Ensuring the acoustic and vibration performance of a vehicle is hugely challenging and requires expertise in a range of noise vibration harshness (NVH) performance domains. To achieve fast and efficient response, automotive OEMs sometimes choose to outsource the responsibility for NVH vehicle integration. We have worked with a number of customers where we have taken full responsibility for development of all aspects of noise and vibration in the vehicle programme and have acted as the noise and vibration lab. Activities range from initial subjective and objective benchmarking, vehicle-level and system/component-level target setting, NVH troubleshooting and development to achieve programme targets and launch support.
- Benchmarking activities to aid in vehicle-level target setting, along with cascading of targets down to the system and component-level.

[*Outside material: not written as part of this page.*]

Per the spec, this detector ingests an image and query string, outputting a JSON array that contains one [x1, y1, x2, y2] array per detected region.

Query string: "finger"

- Power train NVH responsibilities (acoustic and structural development, mount development, rigid-body modes, modal coupling, intake/exhaust assessments, etc.)
- Road noise development (structural/acoustic troubleshooting and countermeasure development)
- Wind noise development (noise source identification, leak path studies, acoustic package optimization, and countermeasure development)
- Acoustic package optimization to achieve programme targets, utilizing both conventional methods as well as advanced acoustic imaging techniques to streamline evaluation time
- Body structure dynamic-mode assessments against programme targets to aid troubleshooting efforts and identify potential concern areas for power train noise, road noise, etc.
- Support through to launch, including key driving evaluations by management and press events
Here are some projects and project elements we have worked on with customers:
A software and services company working with an automotive OEM requested that we assess (experimentally) all the cabin acoustic cavity modes in a vehicle, up to 150 Hz, to achieve better correlation between test and Computer-aided engineering (CAE) analysis.
Stationary acoustic and vibration measurements were conducted in a hemi-anechoic chamber. Vehicle body panels were instrumented with accelerometers and several microphones were positioned in the cabin. For the acoustic artificial excitation tests, a low-frequency volume velocity source was placed behind the rear seats. For the structural artificial excitation tests, a rear wheel was removed and a shaker positioned to excite at a rear suspension attachment point. Measurements were made at customer-defined locations with different trim configurations, from fully trimmed to completely bare. Complete datasets of acoustic, structural and vibro-acoustic transfer functions (V/F, P/F, V/Q, P/Q) were taken for each trim configurations and provided to the CAE team for correlation.